"En nuestros templos no conocemos otros grados —leía el gran maestro— a excepción de los que hay entre el vicio y la virtud. No hagas diferencias que puedan alterar la igualdad. Vuela en auxilio del hermano, quienquiera que sea; instruye al que se equivoca, levanta al caído, no alimentes nunca sentimientos de cólera o de odio contra tu hermano. Sé benévolo y afable. Despierta en todos los corazones el fuego de la virtud, comparte tu felicidad con el prójimo y que la envidia no turbe nunca esta dicha tan pura.
"Perdona a tu enemigo, no te vengues sino haciéndole bien. Si cumples así la ley suprema, encontrarás el camino de la antigua grandeza que tú has perdido”, terminó, y, levantándose, abrazó y besó a Pierre.
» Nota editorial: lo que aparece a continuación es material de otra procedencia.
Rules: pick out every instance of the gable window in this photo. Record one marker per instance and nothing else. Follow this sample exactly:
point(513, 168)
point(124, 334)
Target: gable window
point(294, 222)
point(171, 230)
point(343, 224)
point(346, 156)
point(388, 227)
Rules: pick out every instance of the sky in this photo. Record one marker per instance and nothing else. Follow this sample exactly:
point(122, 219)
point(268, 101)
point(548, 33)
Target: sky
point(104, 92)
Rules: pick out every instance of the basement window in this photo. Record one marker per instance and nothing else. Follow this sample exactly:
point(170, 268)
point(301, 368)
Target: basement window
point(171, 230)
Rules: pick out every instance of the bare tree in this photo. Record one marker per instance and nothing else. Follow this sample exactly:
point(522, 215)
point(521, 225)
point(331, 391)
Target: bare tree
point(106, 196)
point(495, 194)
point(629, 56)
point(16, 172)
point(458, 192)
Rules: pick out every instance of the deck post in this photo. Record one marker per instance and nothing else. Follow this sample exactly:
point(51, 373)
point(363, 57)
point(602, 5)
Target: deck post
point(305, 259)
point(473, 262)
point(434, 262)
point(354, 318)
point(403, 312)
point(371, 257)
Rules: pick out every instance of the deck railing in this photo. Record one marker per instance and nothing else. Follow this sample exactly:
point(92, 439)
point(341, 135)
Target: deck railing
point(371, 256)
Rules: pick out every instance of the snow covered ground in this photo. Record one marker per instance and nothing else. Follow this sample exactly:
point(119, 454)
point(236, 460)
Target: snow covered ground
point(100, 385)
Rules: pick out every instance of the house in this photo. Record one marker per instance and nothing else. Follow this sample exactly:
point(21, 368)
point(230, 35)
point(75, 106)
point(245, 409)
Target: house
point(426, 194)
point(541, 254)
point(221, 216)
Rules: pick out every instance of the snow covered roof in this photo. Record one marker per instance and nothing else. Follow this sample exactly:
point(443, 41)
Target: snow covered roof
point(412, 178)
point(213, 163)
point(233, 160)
Pierre, con lágrimas de alegría en los ojos, miraba en derredor, sin saber qué responder a las felicitaciones y a las muestras de amistad de la gente que lo rodeaba. No quería ver en nadie a conocidos de antes; ahora, en todos esos hombres no veía más que a hermanos y ardía en deseos de compartir su trabajo.
El gran maestro dio un golpe con el martillo. Todos se sentaron en sus puestos y uno leyó una plática sobre la necesidad de ser humildes.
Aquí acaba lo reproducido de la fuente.